Una cultura per 'quartieri alti', tanto per intenderci.
Vi annuncio ufficialmente che, questi signori, hanno definitivamente assassinato la figura dell'intellettuale 'guastatore'.
Sin da bambini, ci veniva insegnato che, tanto era amara una medicina, tanto più poteva farci bene, poiché invertiva il decorso di una malattia.
Ebbene, non è più così.
Schiavi di una concezione cumulativa della cultura stessa, in grado di mandare a quel paese qualsiasi empirismo riformistico, ogni mutamento possibile si può dunque portare avanti solo attraverso continue e approssimative mediazioni, sino all'apoteosi di un congresso internazionale degli 'spaccacapelli'.
Quella 'vecchia idea'…la Rivoluzione: forse, nel 2002, si realizza in tal guisa…

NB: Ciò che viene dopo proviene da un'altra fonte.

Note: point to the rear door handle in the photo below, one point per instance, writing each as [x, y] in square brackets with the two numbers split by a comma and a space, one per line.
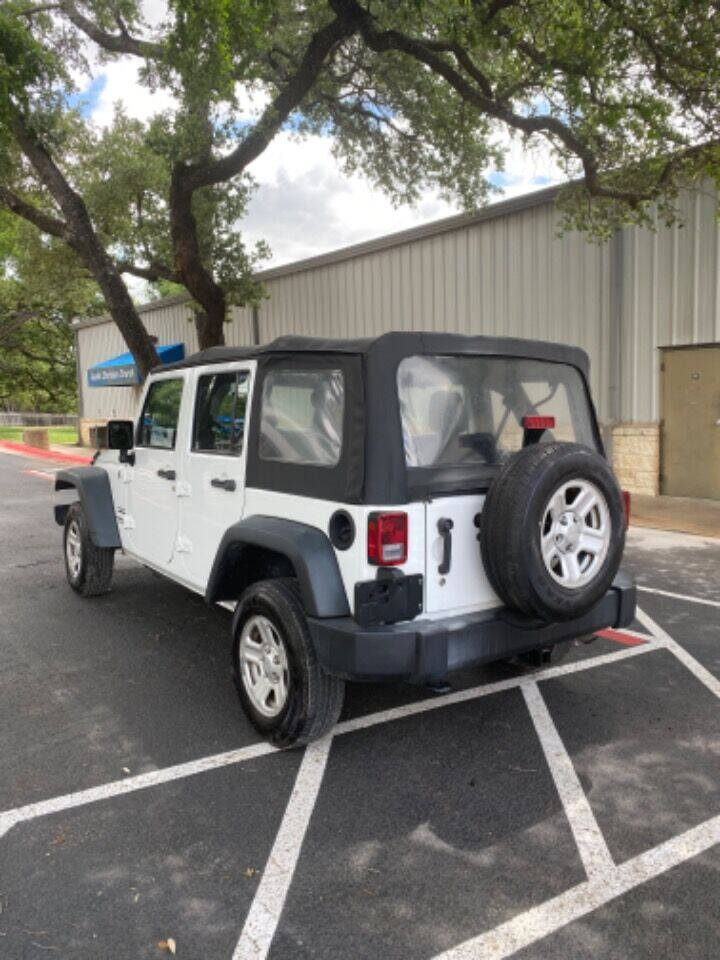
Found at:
[445, 526]
[228, 485]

Ma la grave malattia che proprio non si riesce a debellare, dal DNA di molti intellettuali europei, è una sola: l'universalismo ecumenico, una specie di perversa necessità d'infinito che li affligge nella comoda convinzione dell'esistenza di una provvidenza superiore in grado di riequilibrare misericordiosamente le ingiustizie del mondo, in termini filosofici, un misticismo antiscientifico tendente a nascondere ipocrisie e narcisismi.
Questo il vero morbo, in verità, il vero cancro: una concezione feudale - oggi si usa dire 'lobbistica', ma già il termine è in via di superamento per l'avvento del più accessibile 'ambientale', che sa di cerchia, di discepoli, di 'verbo del maestro' - del proprio impegno intellettuale, la paura per ogni minima forzatura trascendente che possa venir confusa con il mero interesse personale.
Inutile rimpiangere un Pier Paolo Pasolini che si aggirava da solo tra gli alveari di cemento del proletario quartiere romano della Tuscolana, poeticamente disperato nel suo senso di appartenenza ad un passato sradicato nella propria interiorità e nei suoi valori.
Poiché il problema effettivo, in conclusione, è quello di un indiretto interesse personale coltivato prioritariamente e quasi esclusivamente, sia nelle arti, sia nelle professioni, che impedisce, anche psicologicamente, prese di posizione che potrebbero portare troppo lontano da qualche 'carro' divenuto, improvvisamente, vincente.